The time series data for the model are mainly seasonally adjusted quarterly time series data for 1988Q2-2006Q1. A majority of data were obtained from the Australian Bureau of Statistics (ABS), including data on population, unemployment rates, housing prices, GDP, net exports and the CPI. The data about new dwelling commencements come from the Housing Industry Association (HIA, 2006). The data on household debt, exchange rate and official interest rates are provided by the Reserve Bank of Australia (RBA). Due to different sources and different measurement of data, some data sequences needed to be adjusted before use. Specifically, the dataset in this study is described as follows:

Household debt (DEBT): seasonally adjusted quarterly data, measured in billion A$, at the end of quarter.

GDP: seasonally adjusted quarterly data, measured in billion A$.

Consumer price index (CPI): base year 1989/1990 = 100.

Housing price index (HPI): CPI on housing 1989/90 = 100.

Interest rate (R): official interest rate, quarterly averaged monthly data.

Exchange rate (ER): units of foreign currency per A$, real trade weighted rate, March 1995 = 100

Unemployment rate (U): quarterly averaged monthly data.

Net exports: seasonally adjusted quarterly data, measured in billion A$.

Population (POP): measured in thousand persons, ABS estimated quarterly data. Since the data is available only from June of 1989 onwards, the annual population in 1988 provided by ABS is adopted as the data in June of 1988 and the data from September 1988 to March 1989 is calculated assuming the population growth rate is stable in this period.

Number of New dwelling commencements (NDWELL): measured in thousand dwellings, including all kinds of housing such as units and houses.

4.3. Model Estimation and Testing

Since most macroeconomic time series data are non-stationary, unit root tests should be performed. Before formal testing procedures are undertaken the time series data are plotted to allow for visual inspection (see Appendix 1). Most of time series show apparent trends (except NDWELL and ER). Both Augmented Dickey-Fuller (ADF) and Phillips-Perron (PP) tests are performed and the results are listed in Appendix 2. With the exception of DEBT and POP, the PP and ADF tests suggest first order integration for all variables at 5% level of significance. For DEBT and POP, the ADF test rejects the null hypothesis of non-stationarity of the first-differenced DEBT and POP at 10% level of significance, but PP test rejects the hypothesis at very high negative t-value. Taking into consideration the critique that the ADF test has low power in low tail tests (reference [19]), DEBT and POP could be considered to be integrated of order one.

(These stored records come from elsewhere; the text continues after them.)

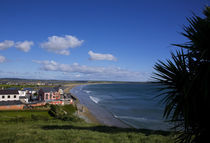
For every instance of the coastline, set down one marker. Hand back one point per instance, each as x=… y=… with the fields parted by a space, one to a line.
x=92 y=113
x=82 y=111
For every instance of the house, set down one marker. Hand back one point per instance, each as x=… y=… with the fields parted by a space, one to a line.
x=9 y=95
x=47 y=94
x=11 y=105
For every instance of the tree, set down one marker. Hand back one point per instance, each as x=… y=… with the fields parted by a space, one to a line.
x=186 y=82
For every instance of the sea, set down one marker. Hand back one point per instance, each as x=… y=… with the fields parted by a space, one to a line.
x=134 y=104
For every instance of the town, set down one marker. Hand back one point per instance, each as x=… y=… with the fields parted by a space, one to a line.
x=20 y=95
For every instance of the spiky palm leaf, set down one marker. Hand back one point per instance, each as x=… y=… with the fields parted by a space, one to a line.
x=185 y=79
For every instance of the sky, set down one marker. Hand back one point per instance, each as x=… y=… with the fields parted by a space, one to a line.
x=115 y=40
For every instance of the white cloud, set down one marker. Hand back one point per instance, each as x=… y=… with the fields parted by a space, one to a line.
x=93 y=73
x=24 y=46
x=6 y=44
x=61 y=45
x=98 y=56
x=2 y=59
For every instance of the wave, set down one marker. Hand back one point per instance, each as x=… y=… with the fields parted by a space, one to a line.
x=142 y=119
x=87 y=91
x=94 y=99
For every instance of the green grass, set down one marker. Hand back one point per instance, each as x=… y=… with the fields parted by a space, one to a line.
x=53 y=130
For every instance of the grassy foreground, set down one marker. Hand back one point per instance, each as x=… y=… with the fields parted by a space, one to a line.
x=40 y=127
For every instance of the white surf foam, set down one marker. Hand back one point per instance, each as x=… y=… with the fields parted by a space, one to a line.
x=142 y=119
x=94 y=99
x=87 y=91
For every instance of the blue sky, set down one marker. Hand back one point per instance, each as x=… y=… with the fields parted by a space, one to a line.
x=90 y=39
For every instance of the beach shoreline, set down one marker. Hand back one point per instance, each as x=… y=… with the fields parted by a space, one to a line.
x=82 y=111
x=90 y=115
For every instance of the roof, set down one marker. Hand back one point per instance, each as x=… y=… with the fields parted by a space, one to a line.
x=48 y=89
x=3 y=92
x=3 y=103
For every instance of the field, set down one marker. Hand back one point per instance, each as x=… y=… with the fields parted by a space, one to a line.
x=38 y=126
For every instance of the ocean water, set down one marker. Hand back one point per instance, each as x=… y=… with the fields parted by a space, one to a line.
x=133 y=104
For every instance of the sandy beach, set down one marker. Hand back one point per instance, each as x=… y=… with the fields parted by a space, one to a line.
x=92 y=114
x=82 y=110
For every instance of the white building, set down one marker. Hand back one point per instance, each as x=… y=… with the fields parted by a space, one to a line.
x=9 y=95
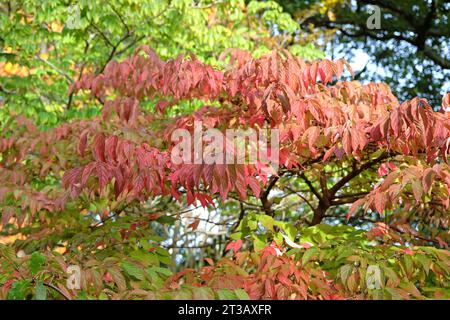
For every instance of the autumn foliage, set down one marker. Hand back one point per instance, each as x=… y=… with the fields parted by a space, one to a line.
x=348 y=151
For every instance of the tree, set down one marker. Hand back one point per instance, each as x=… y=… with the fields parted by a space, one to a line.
x=411 y=43
x=47 y=46
x=111 y=184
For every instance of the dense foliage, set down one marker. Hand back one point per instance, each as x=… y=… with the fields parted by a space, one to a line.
x=355 y=207
x=409 y=49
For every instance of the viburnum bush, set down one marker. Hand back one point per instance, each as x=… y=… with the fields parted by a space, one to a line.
x=357 y=208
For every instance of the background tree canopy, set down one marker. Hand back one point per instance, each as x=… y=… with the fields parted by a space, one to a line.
x=410 y=51
x=91 y=93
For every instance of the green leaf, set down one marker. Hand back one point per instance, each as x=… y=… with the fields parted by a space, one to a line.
x=226 y=294
x=19 y=290
x=309 y=253
x=133 y=270
x=36 y=262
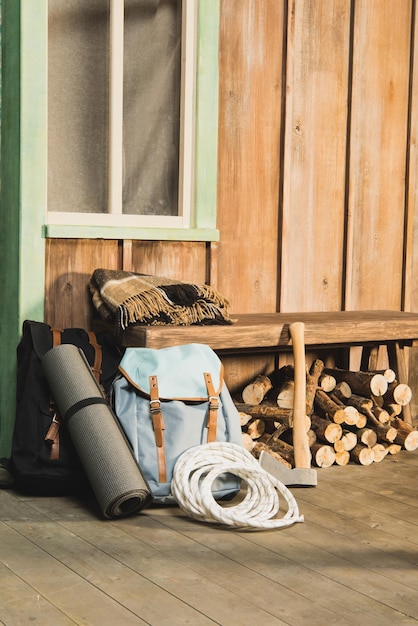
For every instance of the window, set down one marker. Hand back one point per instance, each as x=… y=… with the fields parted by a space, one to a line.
x=132 y=119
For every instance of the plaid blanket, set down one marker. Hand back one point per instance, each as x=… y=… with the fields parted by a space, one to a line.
x=127 y=298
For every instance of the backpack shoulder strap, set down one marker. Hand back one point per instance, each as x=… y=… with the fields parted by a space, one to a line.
x=43 y=336
x=98 y=355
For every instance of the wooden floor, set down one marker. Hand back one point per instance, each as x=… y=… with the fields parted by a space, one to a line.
x=354 y=560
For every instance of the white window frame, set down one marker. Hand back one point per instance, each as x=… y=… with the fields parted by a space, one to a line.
x=198 y=144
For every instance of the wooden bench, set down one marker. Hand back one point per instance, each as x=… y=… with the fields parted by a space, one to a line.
x=269 y=332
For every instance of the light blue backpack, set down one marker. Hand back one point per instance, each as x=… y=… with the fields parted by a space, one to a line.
x=172 y=399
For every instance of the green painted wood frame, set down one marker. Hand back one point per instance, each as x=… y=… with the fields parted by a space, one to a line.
x=23 y=189
x=203 y=226
x=24 y=175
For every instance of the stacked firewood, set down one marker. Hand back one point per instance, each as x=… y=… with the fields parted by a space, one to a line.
x=350 y=416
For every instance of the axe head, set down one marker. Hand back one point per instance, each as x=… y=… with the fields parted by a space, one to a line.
x=302 y=476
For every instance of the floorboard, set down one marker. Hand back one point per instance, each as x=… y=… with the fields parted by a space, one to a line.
x=353 y=560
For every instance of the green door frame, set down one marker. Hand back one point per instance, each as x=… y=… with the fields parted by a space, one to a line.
x=23 y=189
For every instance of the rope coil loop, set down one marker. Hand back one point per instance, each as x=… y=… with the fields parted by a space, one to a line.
x=198 y=467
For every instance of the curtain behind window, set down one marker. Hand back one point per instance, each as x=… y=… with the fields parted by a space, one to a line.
x=78 y=105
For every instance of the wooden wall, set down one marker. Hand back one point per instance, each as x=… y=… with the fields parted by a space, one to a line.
x=317 y=178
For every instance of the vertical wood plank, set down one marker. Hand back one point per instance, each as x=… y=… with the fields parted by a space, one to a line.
x=250 y=67
x=376 y=202
x=182 y=260
x=315 y=155
x=69 y=265
x=410 y=296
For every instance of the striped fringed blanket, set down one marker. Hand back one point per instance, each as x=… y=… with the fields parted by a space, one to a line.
x=127 y=298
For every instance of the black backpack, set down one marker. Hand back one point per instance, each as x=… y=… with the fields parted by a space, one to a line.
x=43 y=459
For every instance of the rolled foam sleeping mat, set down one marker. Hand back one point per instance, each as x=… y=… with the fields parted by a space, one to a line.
x=107 y=459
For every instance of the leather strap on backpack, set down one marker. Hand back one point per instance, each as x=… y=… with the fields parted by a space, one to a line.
x=52 y=436
x=213 y=408
x=158 y=423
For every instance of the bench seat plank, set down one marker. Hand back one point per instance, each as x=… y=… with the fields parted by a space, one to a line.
x=271 y=330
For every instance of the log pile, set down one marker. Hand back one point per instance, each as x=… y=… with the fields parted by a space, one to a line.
x=350 y=416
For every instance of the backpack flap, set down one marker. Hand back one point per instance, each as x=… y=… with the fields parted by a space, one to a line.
x=170 y=400
x=179 y=370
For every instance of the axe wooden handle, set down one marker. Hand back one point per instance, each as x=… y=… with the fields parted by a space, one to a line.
x=300 y=436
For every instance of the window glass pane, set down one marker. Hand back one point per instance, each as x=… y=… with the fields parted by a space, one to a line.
x=78 y=97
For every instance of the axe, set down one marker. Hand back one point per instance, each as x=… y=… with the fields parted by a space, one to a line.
x=302 y=473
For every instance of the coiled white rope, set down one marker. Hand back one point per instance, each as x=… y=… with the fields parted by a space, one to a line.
x=197 y=468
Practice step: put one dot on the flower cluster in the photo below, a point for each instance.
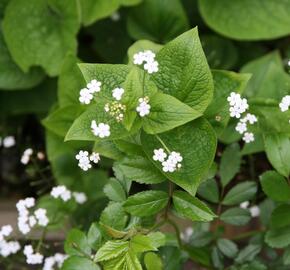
(7, 247)
(51, 261)
(26, 220)
(285, 103)
(101, 130)
(238, 105)
(86, 94)
(173, 160)
(116, 110)
(149, 58)
(26, 156)
(8, 141)
(31, 257)
(242, 127)
(144, 107)
(85, 159)
(65, 194)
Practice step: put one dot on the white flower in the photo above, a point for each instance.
(248, 137)
(285, 103)
(117, 93)
(159, 155)
(143, 108)
(9, 141)
(245, 204)
(255, 211)
(241, 127)
(151, 67)
(85, 96)
(80, 197)
(95, 157)
(101, 130)
(94, 86)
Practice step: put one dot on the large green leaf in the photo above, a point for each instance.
(230, 163)
(191, 207)
(275, 186)
(141, 170)
(146, 203)
(184, 72)
(277, 148)
(241, 192)
(39, 32)
(247, 19)
(167, 113)
(11, 76)
(167, 20)
(195, 141)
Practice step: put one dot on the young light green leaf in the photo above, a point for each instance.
(241, 192)
(146, 203)
(236, 216)
(230, 163)
(167, 113)
(76, 243)
(140, 169)
(44, 38)
(275, 186)
(152, 261)
(195, 141)
(115, 191)
(277, 148)
(227, 247)
(191, 207)
(168, 19)
(111, 250)
(238, 20)
(184, 72)
(79, 263)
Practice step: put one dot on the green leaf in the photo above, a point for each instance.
(94, 236)
(114, 216)
(220, 52)
(275, 186)
(236, 216)
(278, 238)
(225, 82)
(167, 113)
(184, 72)
(76, 243)
(61, 119)
(115, 191)
(111, 250)
(245, 19)
(280, 216)
(142, 45)
(209, 190)
(248, 253)
(141, 170)
(277, 148)
(230, 163)
(79, 263)
(142, 243)
(70, 82)
(167, 20)
(152, 261)
(227, 247)
(191, 207)
(45, 37)
(240, 193)
(269, 79)
(146, 203)
(195, 141)
(11, 76)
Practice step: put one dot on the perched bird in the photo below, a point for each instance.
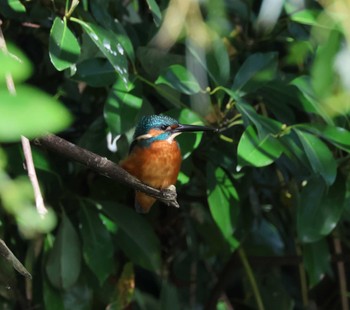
(154, 156)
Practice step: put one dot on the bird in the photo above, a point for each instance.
(154, 155)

Reference [20] argued that structural change may be mistaken for a unit root. Observation of the plotted data sets indicates the possibility of structural changes: DEBT and NX in 2001, HPI and R in 1998, CPI in 1991, GDP in 1990 and U in 1992. The procedure developed by Perron was used to test for structural change and unit root in each of these series. The test results are given in Appendix 3.

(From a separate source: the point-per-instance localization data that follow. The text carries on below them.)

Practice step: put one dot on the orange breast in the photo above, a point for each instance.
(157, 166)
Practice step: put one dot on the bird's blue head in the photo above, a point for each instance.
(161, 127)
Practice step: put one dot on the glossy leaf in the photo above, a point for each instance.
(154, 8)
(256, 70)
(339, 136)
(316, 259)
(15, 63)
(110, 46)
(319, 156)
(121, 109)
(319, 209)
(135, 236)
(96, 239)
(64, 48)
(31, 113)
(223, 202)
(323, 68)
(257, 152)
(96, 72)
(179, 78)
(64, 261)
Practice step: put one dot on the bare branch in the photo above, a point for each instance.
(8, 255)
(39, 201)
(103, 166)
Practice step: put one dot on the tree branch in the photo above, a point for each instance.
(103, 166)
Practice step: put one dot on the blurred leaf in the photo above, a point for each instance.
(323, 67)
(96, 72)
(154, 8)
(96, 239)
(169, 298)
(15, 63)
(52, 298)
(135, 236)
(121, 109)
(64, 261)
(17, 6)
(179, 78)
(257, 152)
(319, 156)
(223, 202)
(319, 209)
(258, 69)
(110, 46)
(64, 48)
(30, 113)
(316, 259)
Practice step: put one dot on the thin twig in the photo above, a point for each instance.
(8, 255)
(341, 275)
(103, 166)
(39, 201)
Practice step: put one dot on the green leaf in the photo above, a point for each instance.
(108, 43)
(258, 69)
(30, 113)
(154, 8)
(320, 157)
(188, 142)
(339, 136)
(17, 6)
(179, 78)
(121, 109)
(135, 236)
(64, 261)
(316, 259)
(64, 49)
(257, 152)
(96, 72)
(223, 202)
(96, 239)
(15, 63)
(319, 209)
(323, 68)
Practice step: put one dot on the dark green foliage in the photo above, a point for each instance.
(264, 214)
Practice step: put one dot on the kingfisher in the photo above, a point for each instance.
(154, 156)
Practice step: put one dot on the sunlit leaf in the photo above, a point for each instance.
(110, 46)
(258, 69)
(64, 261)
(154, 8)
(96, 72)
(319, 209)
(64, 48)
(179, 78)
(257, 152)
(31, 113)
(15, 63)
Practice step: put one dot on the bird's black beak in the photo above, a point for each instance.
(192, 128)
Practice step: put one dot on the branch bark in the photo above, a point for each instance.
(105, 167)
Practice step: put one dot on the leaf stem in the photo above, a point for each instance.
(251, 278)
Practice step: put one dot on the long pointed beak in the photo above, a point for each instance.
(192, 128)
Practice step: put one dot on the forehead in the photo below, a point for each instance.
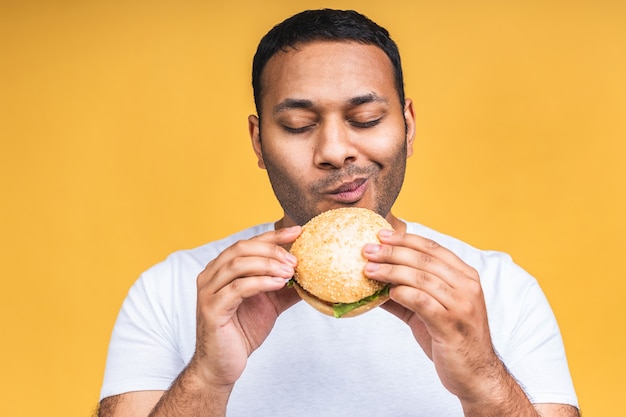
(325, 72)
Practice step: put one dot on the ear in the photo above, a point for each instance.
(254, 129)
(409, 117)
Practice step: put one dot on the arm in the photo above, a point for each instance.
(441, 299)
(239, 297)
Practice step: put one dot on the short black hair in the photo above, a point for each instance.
(323, 25)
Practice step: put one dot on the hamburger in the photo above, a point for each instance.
(329, 275)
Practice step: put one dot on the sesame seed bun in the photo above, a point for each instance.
(330, 260)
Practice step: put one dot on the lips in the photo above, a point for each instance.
(350, 192)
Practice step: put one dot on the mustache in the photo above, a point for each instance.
(348, 173)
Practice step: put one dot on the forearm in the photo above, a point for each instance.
(500, 395)
(190, 396)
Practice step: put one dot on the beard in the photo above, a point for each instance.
(302, 201)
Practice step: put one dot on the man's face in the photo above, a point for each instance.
(333, 132)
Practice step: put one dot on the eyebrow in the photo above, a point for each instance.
(293, 103)
(367, 98)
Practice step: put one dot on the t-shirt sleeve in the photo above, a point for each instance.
(142, 353)
(535, 354)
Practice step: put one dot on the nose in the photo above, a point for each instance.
(334, 146)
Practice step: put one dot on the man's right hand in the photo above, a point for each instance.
(240, 295)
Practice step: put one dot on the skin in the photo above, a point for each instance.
(335, 134)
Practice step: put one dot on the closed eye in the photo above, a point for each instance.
(366, 125)
(297, 130)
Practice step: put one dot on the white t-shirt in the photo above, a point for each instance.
(314, 365)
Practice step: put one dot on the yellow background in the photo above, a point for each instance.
(124, 137)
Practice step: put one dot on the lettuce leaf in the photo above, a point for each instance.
(339, 309)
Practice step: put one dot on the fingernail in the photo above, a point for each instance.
(371, 248)
(291, 259)
(371, 267)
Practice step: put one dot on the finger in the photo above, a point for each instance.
(232, 269)
(281, 236)
(428, 247)
(406, 266)
(254, 256)
(218, 307)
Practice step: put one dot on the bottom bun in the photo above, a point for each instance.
(327, 308)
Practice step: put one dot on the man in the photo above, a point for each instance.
(334, 129)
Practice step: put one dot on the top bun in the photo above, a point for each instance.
(329, 251)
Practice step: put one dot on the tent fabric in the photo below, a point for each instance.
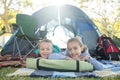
(59, 65)
(81, 25)
(70, 17)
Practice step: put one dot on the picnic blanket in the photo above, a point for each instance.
(110, 72)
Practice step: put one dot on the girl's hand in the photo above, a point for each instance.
(85, 58)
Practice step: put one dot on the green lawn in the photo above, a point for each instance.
(7, 70)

The tests confirm the presence of structural changes (the coefficients on the level dummy variables DL are significantly different from zero) but their existence does not alter the ADF and Phillips-Perron tests results (the t-values for α1 are much higher than the values given by Perron at all levels (see Appendix 4). In short, the unit root tests including structural change confirm the results of ADF and Phillips-Perron tests.

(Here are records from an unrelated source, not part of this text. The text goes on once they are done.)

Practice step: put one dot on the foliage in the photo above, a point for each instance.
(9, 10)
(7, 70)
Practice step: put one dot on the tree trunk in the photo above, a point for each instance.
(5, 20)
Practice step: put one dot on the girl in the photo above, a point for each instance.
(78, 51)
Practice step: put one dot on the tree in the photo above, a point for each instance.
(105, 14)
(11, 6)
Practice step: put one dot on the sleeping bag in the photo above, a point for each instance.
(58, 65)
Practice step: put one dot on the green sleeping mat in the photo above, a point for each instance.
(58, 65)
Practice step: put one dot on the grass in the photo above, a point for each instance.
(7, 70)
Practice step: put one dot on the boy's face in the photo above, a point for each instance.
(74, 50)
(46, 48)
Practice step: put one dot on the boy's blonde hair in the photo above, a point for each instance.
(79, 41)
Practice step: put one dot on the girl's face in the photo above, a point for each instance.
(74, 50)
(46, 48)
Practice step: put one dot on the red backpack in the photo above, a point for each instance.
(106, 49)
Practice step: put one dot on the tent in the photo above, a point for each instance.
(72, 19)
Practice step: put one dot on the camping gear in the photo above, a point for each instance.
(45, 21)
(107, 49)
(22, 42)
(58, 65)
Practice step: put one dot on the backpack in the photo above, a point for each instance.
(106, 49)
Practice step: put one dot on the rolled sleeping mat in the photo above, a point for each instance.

Since non-stationary time series are employed, the co-integration test has to be performed. Both Trace and Max-eigenvalue tests are used. In implementing the tests, a deterministic linear trend and intercept are included in the cointegration equation. The trace test suggests eight cointegration equations while the max-eigenvalue test suggests four cointegration equations (see Table 5).

Table 5. The results of cointegration tests.

*denotes rejection of the hypothesis at the 0.05 level according to the standard critical value; adenotes rejection of the hypothesis at the 0.05 level according to the adjusted critical value; 2 lags are chosen to minimize SIC.

Since I(1) variables are presented in the model, it is necessary to use DOLS to replace traditional OLS estimation method. The leads and lags in the DOLS are chosen so as to minimize the Schwarz Information Criterion (SIC). The main estimation results are presented in Table 6 (complete estimation results are listed in Appendix 5).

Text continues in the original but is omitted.